Having a Healthy Mentality

One of the major obstacles to switching to plant-based options, Vora says, is that it's associated with giving up your favorite foods. "It's associated with [the kind of] deprivation that's associated with a diet,” she explains. For Vora, it's neither a diet nor a sacrifice, but a way to be more connected with your environment and your food. 

"With the rise of the [content] creator economy, we get to see that being plant-based or vegan can look like so many different things,” says Vora. Creating culinary environments that are judgment-free spaces, mostly through blogging and Instagram, has offered a much-needed mindset shift from traditional notions of a vegan lifestyle. "The thing that excites me a lot is just seeing how we're finally embracing different kinds of vegan food and different kinds of traditional practices and recipes from different cultures," she says.

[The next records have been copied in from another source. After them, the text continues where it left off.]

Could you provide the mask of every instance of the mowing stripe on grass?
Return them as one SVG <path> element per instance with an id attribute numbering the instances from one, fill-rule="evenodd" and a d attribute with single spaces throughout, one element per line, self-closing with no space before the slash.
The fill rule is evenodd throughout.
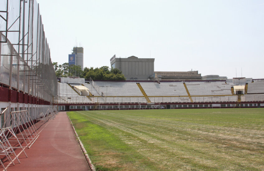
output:
<path id="1" fill-rule="evenodd" d="M 264 170 L 264 109 L 68 112 L 99 170 Z"/>

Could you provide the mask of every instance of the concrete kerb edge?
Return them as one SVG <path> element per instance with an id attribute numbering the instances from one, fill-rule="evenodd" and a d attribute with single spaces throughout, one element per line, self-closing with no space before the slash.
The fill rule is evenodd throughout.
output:
<path id="1" fill-rule="evenodd" d="M 71 119 L 70 119 L 69 117 L 68 116 L 68 118 L 69 118 L 69 120 L 70 120 L 70 122 L 71 123 L 71 124 L 72 125 L 72 126 L 75 135 L 76 136 L 76 137 L 77 137 L 77 139 L 78 140 L 78 141 L 79 142 L 79 143 L 80 144 L 81 147 L 82 148 L 82 150 L 83 152 L 84 156 L 85 156 L 85 158 L 86 159 L 86 160 L 87 161 L 87 163 L 88 163 L 88 165 L 89 165 L 89 167 L 90 168 L 90 169 L 91 169 L 91 170 L 92 171 L 96 171 L 95 168 L 93 164 L 92 164 L 92 161 L 90 159 L 90 158 L 89 158 L 89 156 L 87 154 L 87 152 L 85 150 L 85 149 L 84 148 L 84 147 L 83 146 L 83 145 L 82 144 L 82 141 L 81 141 L 81 140 L 80 139 L 80 138 L 79 137 L 79 136 L 78 135 L 78 134 L 75 130 L 74 126 L 73 126 L 73 123 L 72 122 L 72 121 L 71 120 Z"/>

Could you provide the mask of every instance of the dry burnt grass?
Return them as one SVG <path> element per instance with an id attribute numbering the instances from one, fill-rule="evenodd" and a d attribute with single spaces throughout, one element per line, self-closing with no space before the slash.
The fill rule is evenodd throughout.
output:
<path id="1" fill-rule="evenodd" d="M 263 170 L 264 109 L 70 112 L 97 170 Z"/>

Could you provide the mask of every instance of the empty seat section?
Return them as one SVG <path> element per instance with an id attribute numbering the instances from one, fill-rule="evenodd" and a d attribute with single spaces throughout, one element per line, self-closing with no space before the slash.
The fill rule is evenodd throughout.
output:
<path id="1" fill-rule="evenodd" d="M 188 96 L 182 82 L 160 83 L 143 82 L 140 84 L 148 96 Z"/>
<path id="2" fill-rule="evenodd" d="M 233 83 L 224 81 L 196 81 L 186 82 L 191 96 L 231 95 Z"/>
<path id="3" fill-rule="evenodd" d="M 248 93 L 264 93 L 264 80 L 255 80 L 248 83 Z"/>

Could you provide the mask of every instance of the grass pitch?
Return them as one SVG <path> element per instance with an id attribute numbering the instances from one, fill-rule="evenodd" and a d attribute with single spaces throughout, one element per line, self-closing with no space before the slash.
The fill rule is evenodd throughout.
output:
<path id="1" fill-rule="evenodd" d="M 70 112 L 97 170 L 264 170 L 264 109 Z"/>

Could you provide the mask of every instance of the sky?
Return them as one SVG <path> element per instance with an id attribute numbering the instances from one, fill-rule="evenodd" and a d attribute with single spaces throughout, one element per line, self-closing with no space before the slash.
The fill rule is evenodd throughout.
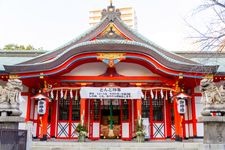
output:
<path id="1" fill-rule="evenodd" d="M 193 11 L 202 0 L 113 0 L 135 9 L 138 32 L 169 51 L 197 50 L 186 21 L 201 27 Z M 9 43 L 54 50 L 85 32 L 89 10 L 109 0 L 0 0 L 0 48 Z M 186 20 L 186 21 L 185 21 Z"/>

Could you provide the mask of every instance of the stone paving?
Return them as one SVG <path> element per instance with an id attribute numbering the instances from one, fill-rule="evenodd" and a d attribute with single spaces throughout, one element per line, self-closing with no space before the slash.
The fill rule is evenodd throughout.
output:
<path id="1" fill-rule="evenodd" d="M 135 140 L 88 140 L 80 143 L 77 140 L 49 140 L 33 141 L 32 150 L 225 150 L 224 144 L 206 145 L 202 141 L 202 139 L 184 140 L 183 142 L 157 140 L 137 143 Z"/>

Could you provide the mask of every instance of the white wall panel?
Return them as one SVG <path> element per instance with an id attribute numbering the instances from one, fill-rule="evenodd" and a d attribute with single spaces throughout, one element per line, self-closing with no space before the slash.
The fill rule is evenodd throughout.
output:
<path id="1" fill-rule="evenodd" d="M 134 63 L 118 63 L 116 65 L 116 71 L 118 74 L 124 76 L 158 76 L 147 68 Z"/>
<path id="2" fill-rule="evenodd" d="M 69 73 L 64 74 L 64 76 L 99 76 L 106 72 L 107 65 L 98 62 L 98 63 L 86 63 L 80 65 Z"/>
<path id="3" fill-rule="evenodd" d="M 27 114 L 27 96 L 22 96 L 22 101 L 20 102 L 20 110 L 22 111 L 22 115 L 20 117 L 26 118 Z M 25 129 L 26 124 L 25 123 L 19 123 L 19 129 Z"/>
<path id="4" fill-rule="evenodd" d="M 203 104 L 201 103 L 201 96 L 195 97 L 195 109 L 196 109 L 196 119 L 201 116 L 201 112 L 203 110 Z M 203 123 L 197 123 L 197 136 L 202 137 L 204 135 L 203 132 Z"/>

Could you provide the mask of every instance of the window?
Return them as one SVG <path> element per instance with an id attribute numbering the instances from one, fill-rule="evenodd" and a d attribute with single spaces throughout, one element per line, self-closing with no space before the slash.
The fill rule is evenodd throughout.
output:
<path id="1" fill-rule="evenodd" d="M 146 96 L 146 99 L 142 100 L 142 118 L 150 117 L 150 97 Z"/>
<path id="2" fill-rule="evenodd" d="M 59 120 L 69 120 L 69 99 L 59 100 Z"/>
<path id="3" fill-rule="evenodd" d="M 80 120 L 80 100 L 72 100 L 72 120 Z"/>
<path id="4" fill-rule="evenodd" d="M 157 99 L 152 99 L 152 108 L 153 108 L 153 120 L 154 121 L 163 121 L 163 99 L 158 97 Z"/>
<path id="5" fill-rule="evenodd" d="M 127 100 L 121 100 L 121 101 L 122 101 L 122 111 L 123 111 L 122 120 L 128 121 L 129 119 L 128 102 Z"/>
<path id="6" fill-rule="evenodd" d="M 100 120 L 100 103 L 101 101 L 99 99 L 93 100 L 93 105 L 91 107 L 91 114 L 93 115 L 94 121 Z"/>

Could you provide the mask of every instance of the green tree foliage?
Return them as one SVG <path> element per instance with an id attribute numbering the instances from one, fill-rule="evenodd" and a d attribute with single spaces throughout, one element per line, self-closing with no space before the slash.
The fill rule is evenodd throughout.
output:
<path id="1" fill-rule="evenodd" d="M 7 44 L 3 50 L 42 50 L 42 48 L 34 48 L 32 45 Z"/>
<path id="2" fill-rule="evenodd" d="M 203 11 L 212 12 L 207 16 L 208 22 L 205 23 L 206 30 L 196 28 L 192 25 L 197 36 L 196 43 L 199 43 L 201 50 L 214 50 L 217 52 L 224 51 L 225 49 L 225 0 L 204 0 L 202 5 L 197 9 L 197 13 Z M 206 14 L 207 15 L 207 14 Z M 200 18 L 202 19 L 202 18 Z"/>

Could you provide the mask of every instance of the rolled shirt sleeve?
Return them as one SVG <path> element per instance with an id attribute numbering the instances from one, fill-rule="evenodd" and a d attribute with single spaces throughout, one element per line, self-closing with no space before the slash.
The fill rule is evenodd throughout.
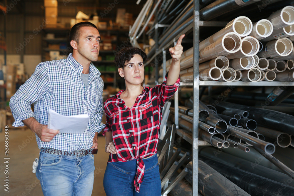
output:
<path id="1" fill-rule="evenodd" d="M 35 117 L 31 105 L 44 95 L 49 89 L 49 86 L 47 68 L 41 63 L 37 66 L 32 76 L 10 98 L 9 106 L 15 120 L 13 126 L 23 126 L 22 120 Z"/>

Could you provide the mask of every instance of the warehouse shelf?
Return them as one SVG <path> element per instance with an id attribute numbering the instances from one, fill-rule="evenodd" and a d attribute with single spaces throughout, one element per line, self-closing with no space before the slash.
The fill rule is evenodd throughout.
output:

All of this feeds into Vora's notion that allowing people to grow at their own pace on their journey toward sustainable eating habits is more possible now than it has ever been before.

Getting Creative With Your Recipes

When experimenting with plant-based substitutions and recipes, creativity is key. To start, look to cuisines outside of typical Western diets. "[There are] so many global cuisines that are naturally very plant-friendly,” she says.

Experimenting with vegan recipes through a single cuisine is a great way to get to know both that cuisine and the overall potential of plant-based meals. Challenging yourself to incorporate a vegan item, like tofu, into a week’s worth of meals is another fun way to get familiar with plant-based dishes.  

For Vora, there are a handful of hacks she keeps in her back pocket when cooking vegan that would satisfy the palette of even the most skeptical eater—and all of them center on taste. One is umami-loaded ingredients, especially when making vegan-ified versions of meat-heavy dishes.

Umami, one of the five tastes, is often described as the hearty, earthy, and rich flavor present in ingredients like tomatoes, mushrooms, meat, and hard cheeses. Dried mushrooms, soy sauce, miso paste, nutritional yeast, olives, walnuts, and tomatoes are just a few mainstays that Vora relies on for a savory, deep quality.

Another hack is keeping acidic ingredients on hand. A splash of vinegar or squeeze of fresh citrus offer a bit of zing to what could otherwise be a flat-tasting dish. Rich, fatty vegan ingredients are another important consideration for dishes that aim for a creamy texture—avocados, tahini, and coconut cream are all great ingredients to deliver that texture.

Through trial and error, open-mindedness, and a bit of creativity, everyone can learn how to eat more plant-based food in a way that works for them. You’ll be sure to figure out your go-tos and favorites—and Vora will have your back every step of the way.